ALL of our energy up until the invention of the many things that make our lives easier was taken up with pure and simple survival. we got up early to make food, which wasn't convenient and took time. the rest of the day was taken up with working, either to earn money, or to keep house and take care of children. we had virtually NO leisure time. even keeping house took almost the entire day, and when you threw in cooking and childcare, well, no time for any depression other than the deepest sort which required hospitalization.
learning was hard for children. school was hard. homework was hard. we actually LEARNED something.
now, our children have lots of leisure time, not too many standards to uphold in society, people telling them over and over that everything they do is wonderful and acceptable. we no longer have, as a society, parental parenting.
this is turning into too long. think i'll go blog on this one.
thanks surrogate.
posted by: surrogate (reply)
post date: 01.31.08 (6:09 am)
Reply to: fractalmom
My Grandma's way - and so my Mother's way too - of looking at it was this: If you think you're "entitled" to happiness, think again.
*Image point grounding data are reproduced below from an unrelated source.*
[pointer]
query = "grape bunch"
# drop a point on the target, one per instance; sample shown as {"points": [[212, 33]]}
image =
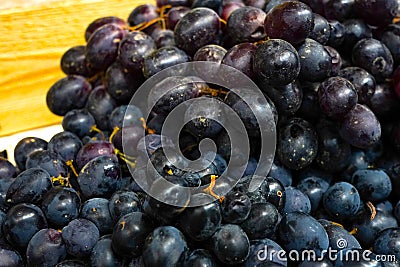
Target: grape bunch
{"points": [[217, 133]]}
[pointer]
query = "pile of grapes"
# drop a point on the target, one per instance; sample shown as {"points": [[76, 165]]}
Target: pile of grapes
{"points": [[108, 192]]}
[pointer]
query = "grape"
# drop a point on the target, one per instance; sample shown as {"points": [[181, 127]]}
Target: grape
{"points": [[100, 177], [103, 255], [46, 248], [23, 221], [79, 122], [130, 233], [163, 58], [73, 62], [29, 186], [363, 82], [120, 83], [132, 50], [376, 13], [199, 27], [336, 97], [374, 56], [315, 61], [360, 127], [291, 21], [102, 46], [80, 237], [98, 23], [241, 57], [61, 205], [341, 199], [67, 94], [165, 246], [231, 244], [276, 62], [96, 210], [246, 24], [299, 231]]}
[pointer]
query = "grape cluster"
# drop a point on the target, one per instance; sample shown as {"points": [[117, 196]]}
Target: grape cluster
{"points": [[329, 71]]}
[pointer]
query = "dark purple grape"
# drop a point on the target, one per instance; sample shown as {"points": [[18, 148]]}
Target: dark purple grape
{"points": [[163, 58], [341, 200], [123, 202], [80, 237], [61, 205], [228, 8], [363, 82], [368, 230], [174, 3], [337, 33], [276, 62], [7, 169], [215, 5], [315, 61], [134, 47], [360, 127], [296, 200], [130, 233], [29, 186], [321, 31], [122, 84], [73, 62], [355, 30], [384, 102], [79, 122], [241, 57], [199, 27], [338, 9], [246, 24], [378, 12], [200, 223], [96, 210], [336, 97], [100, 177], [262, 221], [102, 46], [333, 152], [336, 60], [97, 23], [373, 185], [163, 38], [297, 144], [67, 94], [388, 242], [314, 188], [100, 104], [9, 257], [103, 255], [230, 244], [291, 21], [287, 98], [213, 53], [142, 13], [374, 56], [51, 162], [172, 91], [66, 144], [300, 231], [174, 15], [22, 222], [235, 207], [200, 257], [46, 248], [391, 38], [165, 246]]}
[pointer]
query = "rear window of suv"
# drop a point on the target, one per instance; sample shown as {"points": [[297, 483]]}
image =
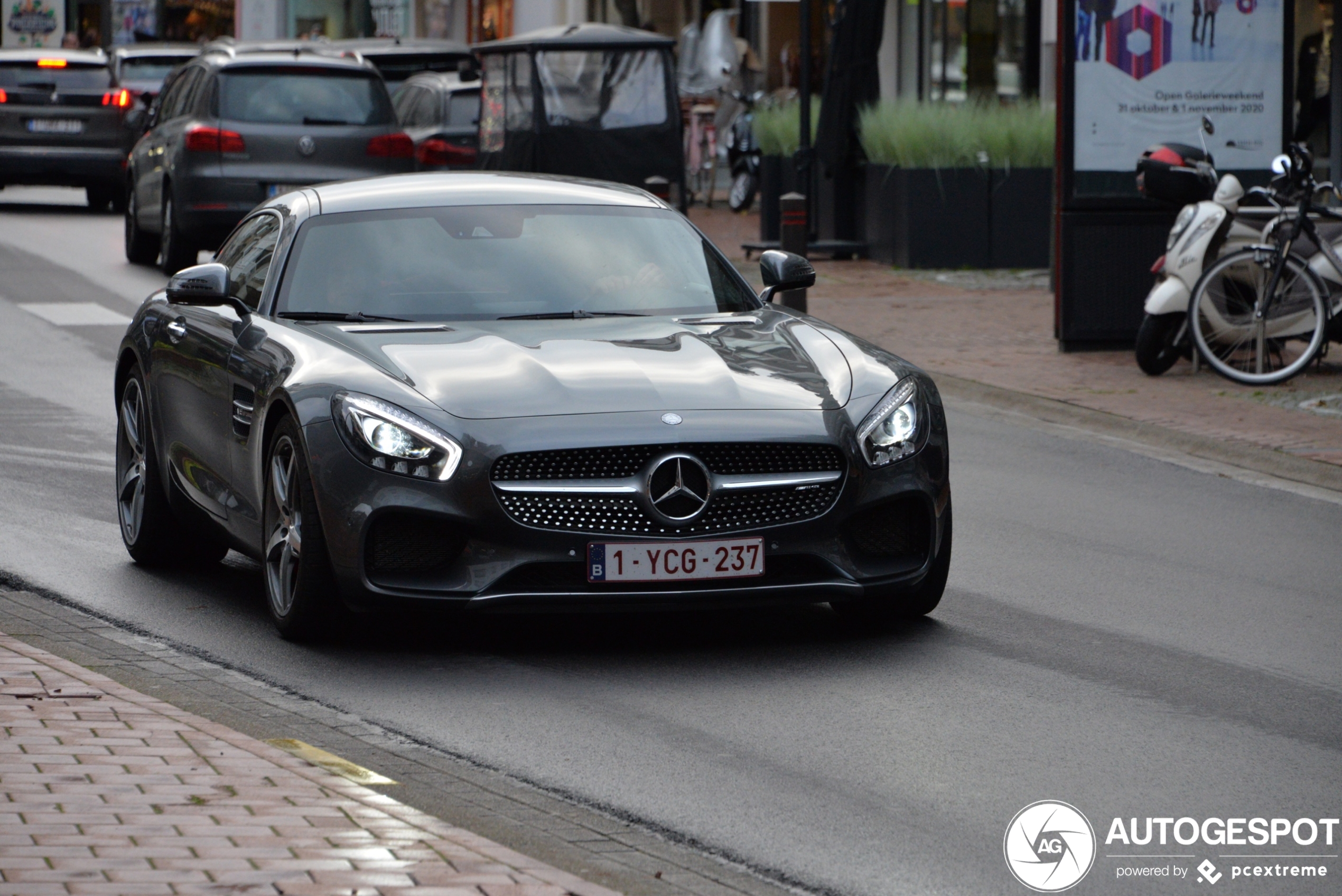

If you're getting depressed, do something for someone else, and decide to do it joyfully."
Now, I'm not sure how much sense that makes, but it was drilled into me as a little kid and so comes to mind easily, and I must say that the one time in my life when I went into a deep depression for a couple of years, the only thing that seemed to help was when I decided to do something tangible for someone else - something that took time and thought. Soon, I started feeling better and I haven't looked back except to remind myself not to go THERE again.
However, your life is FILLED with doing for others, so whatever glimmer of truth there is in my grandma's words, I'm sure it's nothing new to you.
I have figured out that "happiness," is at most a fleeting thing; something that comes and goes; and frankly, most enjoyable when it's something we're striving for in some clever and creative way, as opposed to actually just "being" happy.